Complete revascularization was defined as treatment of all >50% coronary stenoses in epicardial vessels by percutaneous intervention and/or coronary bypass grafting. Incomplete revascularization was defined as intervention on ≥1 significant stenosis, but with residual lesion(s) of >50% stenosis. The impact of the presence or absence of CAD and the impact of revascularization in HFpEF patients with CAD was assessed by follow-up echocardiography performed no sooner than 6 months after angiography and by assessing vital status ascertained through chart review and the Social Security Death Index.
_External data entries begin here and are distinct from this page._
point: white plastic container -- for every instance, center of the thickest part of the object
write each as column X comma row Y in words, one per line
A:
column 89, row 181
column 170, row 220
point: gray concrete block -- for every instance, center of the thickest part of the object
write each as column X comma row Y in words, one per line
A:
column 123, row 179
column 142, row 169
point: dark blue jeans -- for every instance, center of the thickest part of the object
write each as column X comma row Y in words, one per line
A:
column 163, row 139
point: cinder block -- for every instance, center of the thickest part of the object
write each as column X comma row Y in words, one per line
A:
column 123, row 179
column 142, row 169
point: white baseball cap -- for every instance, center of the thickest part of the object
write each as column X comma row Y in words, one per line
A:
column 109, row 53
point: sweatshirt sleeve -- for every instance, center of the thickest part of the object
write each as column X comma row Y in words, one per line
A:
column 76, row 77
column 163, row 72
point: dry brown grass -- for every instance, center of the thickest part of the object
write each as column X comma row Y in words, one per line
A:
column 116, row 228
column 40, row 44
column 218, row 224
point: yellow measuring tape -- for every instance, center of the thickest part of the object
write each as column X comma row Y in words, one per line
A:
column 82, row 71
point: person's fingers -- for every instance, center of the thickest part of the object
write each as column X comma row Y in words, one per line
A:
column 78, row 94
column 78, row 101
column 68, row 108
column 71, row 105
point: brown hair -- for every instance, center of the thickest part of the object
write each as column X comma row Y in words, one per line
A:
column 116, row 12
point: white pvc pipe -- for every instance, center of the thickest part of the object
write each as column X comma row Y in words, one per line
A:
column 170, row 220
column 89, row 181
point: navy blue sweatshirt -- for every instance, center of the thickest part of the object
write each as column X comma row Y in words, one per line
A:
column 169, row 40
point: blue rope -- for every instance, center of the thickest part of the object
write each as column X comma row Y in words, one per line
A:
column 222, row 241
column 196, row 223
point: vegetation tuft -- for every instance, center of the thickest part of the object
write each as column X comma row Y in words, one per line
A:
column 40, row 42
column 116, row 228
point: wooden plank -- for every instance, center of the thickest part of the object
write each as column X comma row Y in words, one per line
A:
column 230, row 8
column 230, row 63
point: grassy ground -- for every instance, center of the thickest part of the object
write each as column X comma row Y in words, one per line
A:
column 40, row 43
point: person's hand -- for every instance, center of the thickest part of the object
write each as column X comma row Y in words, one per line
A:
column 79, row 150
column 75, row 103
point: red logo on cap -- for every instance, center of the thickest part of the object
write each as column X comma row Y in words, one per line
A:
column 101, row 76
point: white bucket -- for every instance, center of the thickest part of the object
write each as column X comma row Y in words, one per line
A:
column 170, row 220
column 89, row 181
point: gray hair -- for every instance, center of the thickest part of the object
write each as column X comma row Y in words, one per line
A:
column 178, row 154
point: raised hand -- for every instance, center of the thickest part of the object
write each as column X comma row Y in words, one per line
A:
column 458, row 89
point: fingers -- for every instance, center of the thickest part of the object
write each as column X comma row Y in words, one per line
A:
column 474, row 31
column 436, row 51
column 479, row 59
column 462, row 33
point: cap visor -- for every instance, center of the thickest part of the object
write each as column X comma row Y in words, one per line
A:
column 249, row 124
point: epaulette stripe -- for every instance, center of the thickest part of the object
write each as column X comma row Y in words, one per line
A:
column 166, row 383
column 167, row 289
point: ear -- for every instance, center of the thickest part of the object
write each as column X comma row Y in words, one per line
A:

Assessment of cardiovascular structure, function, and hemodynamics
Two-dimensional and Doppler echocardiography were performed to assess LV morphology and systolic and diastolic function according to American Society of Echocardiography guidelines by experienced sonographers and echocardiologists (16). Right and left heart catheterization were performed in the supine position via the jugular or femoral veins and femoral or radial arteries using fluid-filled catheters (13). Hemodynamic parameters including right and left heart filling pressures, pulmonary artery pressures, cardiac output, pulmonary and systemic arterial resistance, compliance, and elastance were determined as described previously (17).
Continuous variables were reported as mean ± SD or median (interquartile range [IQR]) and compared by analysis of variance, paired t test, or Mann-Whitney U test. Categorical variables were expressed as number (percent) and were compared by chi-square or Fisher exact test. Regression was used to adjust for potential confounding, in which the dependent variable was the normally distributed continuous (linear least-squares regression) or categorical (logistic regression) outcome variable of interest. The impact of the presence of CAD on survival and impact of revascularization in patients with CAD were assessed by the Kaplan-Meier method with Cox regression analysis to adjust for other univariate predictors of death. Univariate predictors were selected based on previously-published studies that showed an association with increased mortality in HFpEF (18,19) and sufficient availability of data in the sample population. In the primary treatment analysis, “revascularization” was considered complete in patients who received complete revascularization, whereas patients who did not undergo revascularization or had “incomplete revascularization” were included together in the comparator group (20).
During the 8-year study, there were 4,331 unique patients who were admitted with a primary diagnosis of HF who underwent both echocardiography and angiography within the protocol-specified timelines relative to hospitalization (Fig. 1). From this sample of HF patients, 52.6% had reduced ejection fraction (EF), and 47.4% had preserved EF. After exclusion of preserved EF patients with acute coronary syndrome, primary valvular heart disease, cardiomyopathies, and other exclusion criteria, 376 patients with HFpEF were identified, constituting the study population. Of this group, 255 (68%) had CAD and 121 (32%) did not have CAD (Table 1). Of HFpEF patients with CAD, 36% had 3-vessel disease, 36% had 2-vessel disease, and 28% had 1-vessel disease. Mean SYNTAX score in patients with CAD was 19 ± 14. Indications for angiography are provided in Online Table 1.
Clinical characteristics in HFpEF patients with and without CAD
Compared with HFpEF patients without CAD, patients with CAD were slightly older and were more likely to be men; to have typical CAD risk factors, including hypertension, diabetes, dyslipidemia, and smoking history; and to be treated with anti-ischemic medicines, including beta-blockers, nitrates, statins, and aspirin (Table 1). However, none of these parameters effectively distinguished CAD from no CAD (all areas under the receiver-operating curve <0.7) (Online Table 2). There were no differences among HFpEF patients with or without CAD in body mass, atrial fibrillation, or use of other HF therapies, including inhibitors of the renin-angiotensin-aldosterone axis and diuretics.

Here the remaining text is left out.